To solve this problem, we can use the principle of conservation of momentum, which states that the total momentum before a collision is equal to the total momentum after the collision.
First, let's calculate the initial momentum of the dog and the bicycle rider:
Momentum of the dog (Pdog) = mass of the dog (mdog) × velocity of the dog (vdog)
Pdog = 8 kg × 20 m/s
Pdog = 160 kg·m/s
Momentum of the bicycle rider (Prider+bicycle) = mass of the rider+bicycle (mrider+bicycle) × velocity of the rider+bicycle (vrider+bicycle)
Prider+bicycle = (48 kg + 8 kg) × 5 m/s
Prider+bicycle = 56 kg × 5 m/s
Prider+bicycle = 280 kg·m/s
The total initial momentum (Pinitial) is the sum of the dog's momentum and the bicycle rider's momentum:
Pinitial = Pdog + Prider+bicycle
Pinitial = 160 kg·m/s + 280 kg·m/s
Pinitial = 440 kg·m/s
Now, let's consider the collision between the dog and the bicycle. Since the dog rams and strikes into the spokes of the bicycle, we can assume this is an inelastic collision.
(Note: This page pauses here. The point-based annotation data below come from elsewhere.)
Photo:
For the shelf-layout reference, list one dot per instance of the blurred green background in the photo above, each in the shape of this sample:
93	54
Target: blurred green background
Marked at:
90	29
In an inelastic collision, the two objects stick together after colliding.
Let the common velocity of the dog and the bicycle after the collision be vf.
According to the principle of conservation of momentum:
Pinitial = Pfinal
440 kg·m/s = (mass of dog + mass of rider+bicycle) × vf
Substituting the masses:
440 kg·m/s = (8 kg + 48 kg) × vf
440 kg·m/s = 56 kg × vf
Dividing both sides of the equation by 56 kg:
7.85 m/s = vf
Therefore, the common velocity of the dog and the bicycle after the collision is approximately 7.85 m/s.
Since the two objects stick together after colliding, the type of collision is an inelastic collision.